When I had lunch with Kevin Bales back in September, he responded enthusiastically to the notion of a scale of freedom but I have not yet heard back from him on the details. With your permission, I’d like to read the questions, which I have divided into three sections, direct methods of control, working conditions, and personal life, to you for your comments. You might think of your own work situation as I go through these. Yes answers get a 1, no a 0, sometimes or it depends a .5.
Keep in mind throughout that these questions relate directly to the employer-employee relationship and not to all constraints that workers face. A laborer confined to a wheelchair due to polio, for example, is not physically restrained by his or her employer but rather by reality. Similarly, workers who are allowed to seek, but cannot find, other employment are constrained by economic conditions, not by their respective employers.
Direct Methods of Control:
1. Is the laborer paid primarily in cash or other liquid asset (e.g., company stock)?
2. Can the laborer own property on the same terms as his or her employer?
3. Is the laborer free from physical restraints?
4. Is the laborer free from psychological constraints?
5. Is the laborer not legally required to work?
6. Is the laborer inalienable (unsalable or otherwise nontransferable to another employer without his or her consent)?

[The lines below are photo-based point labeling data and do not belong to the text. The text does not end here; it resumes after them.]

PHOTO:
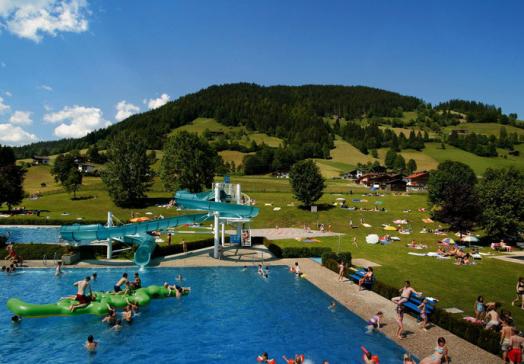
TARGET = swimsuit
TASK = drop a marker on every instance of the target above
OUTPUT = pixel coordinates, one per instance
(83, 299)
(515, 355)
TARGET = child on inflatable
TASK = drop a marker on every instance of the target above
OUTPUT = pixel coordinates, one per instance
(369, 358)
(263, 358)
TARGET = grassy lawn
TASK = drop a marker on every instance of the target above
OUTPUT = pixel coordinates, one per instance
(455, 286)
(478, 164)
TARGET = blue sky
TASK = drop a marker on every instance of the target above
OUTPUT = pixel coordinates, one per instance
(70, 66)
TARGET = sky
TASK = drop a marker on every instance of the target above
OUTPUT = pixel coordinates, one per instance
(68, 67)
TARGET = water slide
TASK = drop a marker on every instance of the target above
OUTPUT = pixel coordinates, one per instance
(137, 233)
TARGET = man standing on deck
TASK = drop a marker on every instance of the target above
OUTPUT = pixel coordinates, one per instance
(83, 300)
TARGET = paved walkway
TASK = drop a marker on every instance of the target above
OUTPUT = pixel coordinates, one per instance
(364, 303)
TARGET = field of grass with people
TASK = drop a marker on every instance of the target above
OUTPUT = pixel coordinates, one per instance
(455, 286)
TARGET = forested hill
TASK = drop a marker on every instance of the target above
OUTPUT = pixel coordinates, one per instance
(293, 113)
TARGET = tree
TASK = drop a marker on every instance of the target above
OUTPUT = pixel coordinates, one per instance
(127, 175)
(306, 182)
(452, 195)
(11, 178)
(411, 166)
(501, 195)
(73, 181)
(389, 161)
(189, 162)
(400, 163)
(65, 170)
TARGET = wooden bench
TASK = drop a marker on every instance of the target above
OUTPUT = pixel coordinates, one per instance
(359, 274)
(415, 301)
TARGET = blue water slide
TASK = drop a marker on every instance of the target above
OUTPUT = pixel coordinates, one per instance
(136, 233)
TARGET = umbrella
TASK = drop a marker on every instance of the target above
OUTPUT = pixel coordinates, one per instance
(372, 239)
(470, 239)
(448, 241)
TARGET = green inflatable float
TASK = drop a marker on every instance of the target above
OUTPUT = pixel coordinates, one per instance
(99, 306)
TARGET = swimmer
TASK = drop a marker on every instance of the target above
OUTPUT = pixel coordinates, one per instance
(58, 269)
(83, 300)
(405, 293)
(91, 344)
(374, 322)
(117, 326)
(137, 283)
(120, 283)
(127, 315)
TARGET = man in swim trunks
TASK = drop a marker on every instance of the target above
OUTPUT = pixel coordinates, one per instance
(83, 300)
(515, 354)
(405, 293)
(122, 281)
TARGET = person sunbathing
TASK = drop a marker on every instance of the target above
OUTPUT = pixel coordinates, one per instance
(405, 293)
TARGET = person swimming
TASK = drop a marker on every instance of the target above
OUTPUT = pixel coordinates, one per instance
(373, 323)
(91, 344)
(122, 281)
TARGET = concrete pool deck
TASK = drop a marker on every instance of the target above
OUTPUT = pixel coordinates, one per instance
(364, 303)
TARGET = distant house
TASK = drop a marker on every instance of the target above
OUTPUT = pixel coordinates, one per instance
(396, 185)
(354, 174)
(417, 181)
(86, 168)
(37, 160)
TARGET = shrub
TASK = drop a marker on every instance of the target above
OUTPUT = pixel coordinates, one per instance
(161, 251)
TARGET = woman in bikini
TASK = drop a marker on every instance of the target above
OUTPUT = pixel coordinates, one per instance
(440, 355)
(520, 293)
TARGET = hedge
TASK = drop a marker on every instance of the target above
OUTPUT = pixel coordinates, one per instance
(35, 220)
(296, 252)
(488, 340)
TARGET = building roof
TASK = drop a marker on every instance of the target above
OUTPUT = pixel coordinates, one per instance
(417, 175)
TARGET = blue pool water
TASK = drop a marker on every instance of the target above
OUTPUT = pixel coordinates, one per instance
(230, 316)
(30, 234)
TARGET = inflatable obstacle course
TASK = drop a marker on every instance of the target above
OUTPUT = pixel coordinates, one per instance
(99, 306)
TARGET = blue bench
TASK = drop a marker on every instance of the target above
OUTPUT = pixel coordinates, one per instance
(359, 274)
(415, 301)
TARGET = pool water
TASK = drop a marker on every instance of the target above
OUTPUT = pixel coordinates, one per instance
(31, 234)
(231, 316)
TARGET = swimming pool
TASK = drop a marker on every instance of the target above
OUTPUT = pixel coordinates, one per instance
(230, 316)
(31, 234)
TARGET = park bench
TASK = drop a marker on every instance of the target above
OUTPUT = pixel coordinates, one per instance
(415, 301)
(358, 274)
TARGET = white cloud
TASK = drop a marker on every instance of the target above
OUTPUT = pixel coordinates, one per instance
(155, 103)
(76, 121)
(45, 87)
(21, 118)
(3, 107)
(32, 19)
(15, 135)
(124, 110)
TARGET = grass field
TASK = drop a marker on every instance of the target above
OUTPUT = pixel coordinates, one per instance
(455, 286)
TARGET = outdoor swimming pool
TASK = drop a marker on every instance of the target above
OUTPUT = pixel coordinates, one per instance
(31, 234)
(231, 316)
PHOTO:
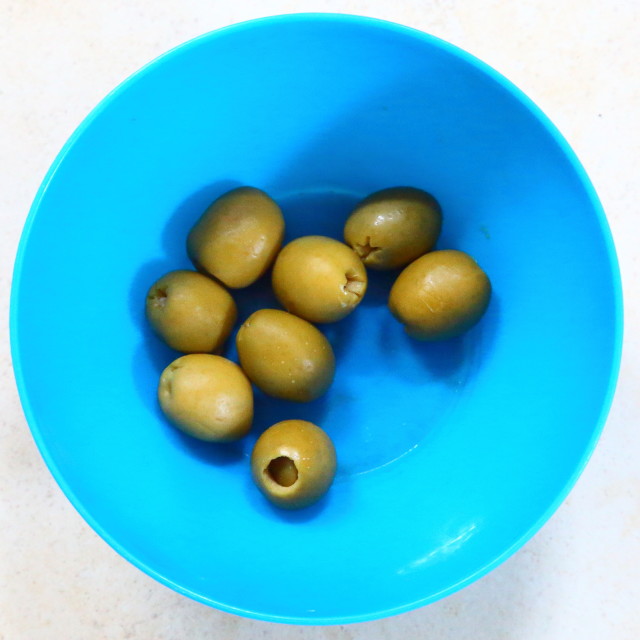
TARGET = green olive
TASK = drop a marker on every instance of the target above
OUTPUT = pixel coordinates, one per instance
(191, 312)
(207, 396)
(319, 279)
(440, 295)
(237, 237)
(293, 463)
(391, 228)
(285, 356)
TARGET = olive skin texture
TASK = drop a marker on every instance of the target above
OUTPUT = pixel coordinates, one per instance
(293, 463)
(285, 356)
(190, 312)
(392, 227)
(207, 396)
(440, 295)
(319, 279)
(237, 237)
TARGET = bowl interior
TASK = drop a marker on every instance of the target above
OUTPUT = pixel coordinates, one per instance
(451, 454)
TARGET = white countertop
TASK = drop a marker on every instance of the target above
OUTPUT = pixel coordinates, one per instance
(580, 576)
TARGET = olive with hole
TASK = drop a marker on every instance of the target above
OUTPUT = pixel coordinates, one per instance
(392, 227)
(293, 463)
(319, 279)
(237, 237)
(440, 295)
(285, 356)
(190, 312)
(207, 396)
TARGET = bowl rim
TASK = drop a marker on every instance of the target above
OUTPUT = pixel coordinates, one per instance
(366, 22)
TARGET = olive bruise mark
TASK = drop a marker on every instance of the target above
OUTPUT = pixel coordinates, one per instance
(366, 249)
(158, 296)
(283, 471)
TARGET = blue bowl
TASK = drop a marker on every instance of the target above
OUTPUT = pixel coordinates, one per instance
(451, 455)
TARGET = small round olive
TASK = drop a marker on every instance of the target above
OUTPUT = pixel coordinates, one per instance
(440, 295)
(319, 279)
(207, 396)
(285, 356)
(293, 463)
(190, 312)
(237, 237)
(391, 228)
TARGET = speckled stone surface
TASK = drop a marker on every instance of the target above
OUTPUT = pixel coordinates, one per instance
(580, 576)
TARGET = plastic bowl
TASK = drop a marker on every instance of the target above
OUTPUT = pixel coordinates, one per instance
(451, 455)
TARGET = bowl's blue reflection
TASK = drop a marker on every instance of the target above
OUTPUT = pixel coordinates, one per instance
(451, 454)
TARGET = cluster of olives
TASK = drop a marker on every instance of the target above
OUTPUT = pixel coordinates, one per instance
(317, 279)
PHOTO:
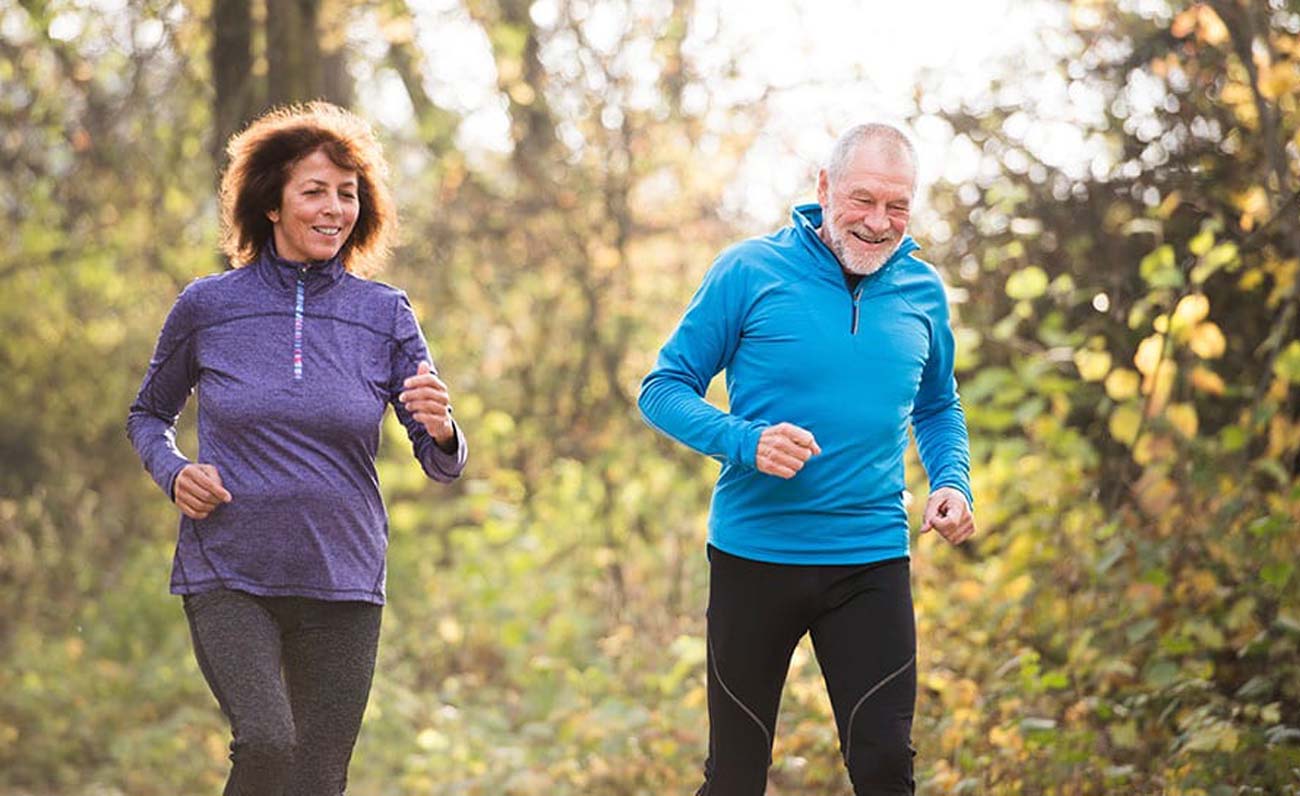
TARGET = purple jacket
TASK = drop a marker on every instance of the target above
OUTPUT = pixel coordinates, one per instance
(295, 367)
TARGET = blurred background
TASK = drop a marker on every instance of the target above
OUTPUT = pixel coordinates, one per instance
(1110, 195)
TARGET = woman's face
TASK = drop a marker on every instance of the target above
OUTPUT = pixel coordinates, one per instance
(317, 210)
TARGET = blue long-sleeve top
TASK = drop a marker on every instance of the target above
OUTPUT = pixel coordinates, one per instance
(294, 368)
(853, 367)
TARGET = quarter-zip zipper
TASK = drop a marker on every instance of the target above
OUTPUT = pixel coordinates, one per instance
(298, 328)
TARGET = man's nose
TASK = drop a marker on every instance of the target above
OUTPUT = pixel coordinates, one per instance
(876, 219)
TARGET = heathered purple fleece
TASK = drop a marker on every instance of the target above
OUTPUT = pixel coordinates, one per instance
(294, 368)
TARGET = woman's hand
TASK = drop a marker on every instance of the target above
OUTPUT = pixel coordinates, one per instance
(198, 490)
(428, 401)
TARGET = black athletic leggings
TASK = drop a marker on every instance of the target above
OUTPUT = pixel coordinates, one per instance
(293, 676)
(865, 636)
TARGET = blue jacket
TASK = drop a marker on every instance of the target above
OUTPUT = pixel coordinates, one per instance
(294, 368)
(854, 368)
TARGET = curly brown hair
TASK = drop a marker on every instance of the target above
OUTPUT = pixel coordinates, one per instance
(264, 152)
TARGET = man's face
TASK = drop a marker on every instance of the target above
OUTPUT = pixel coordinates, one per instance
(866, 207)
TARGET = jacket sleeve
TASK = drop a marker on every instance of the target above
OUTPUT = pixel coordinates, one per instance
(168, 383)
(408, 351)
(672, 394)
(937, 418)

7. Is the laborer incapable of owing his/her employer significant sums or of being listed as collateral security for an advance or other loan payable to his/her employer?
8. Has the worker not been subjected to “seasoning” designed to break his/her will to find other employment?
9. Does the laborer have freedom of movement in order to search for other employment?
10. Can the laborer quit without monetary or other loss?
11. Can the laborer control his/her work schedule?
12. Can the laborer control the total hours s/he works?
13. Can the laborer control the tempo of his or her work?
14. Is the laborer not legally “dead,” “socially dead,” or otherwise alienated from the formal or dominant social order?
15. Does the laborer not belong to a group that has been “dishonored?”
16. Can the laborer determine his/her own name?
17. Can the laborer determine what to consume and where to buy consumption goods?
18. Can the laborer choose his/her place of residence?
19. Is the laborer able to marry on the same terms as his or her employer?
20. Does the laborer control his or her own children on the same terms as his or her employer?Again, the argument is that less worker freedom means more negative externalities which means less growth and development. The effect is most pronounced with slaves but any increase in freedom for any worker should have beneficial effects on the overall economy. Any questions or observations on any of this?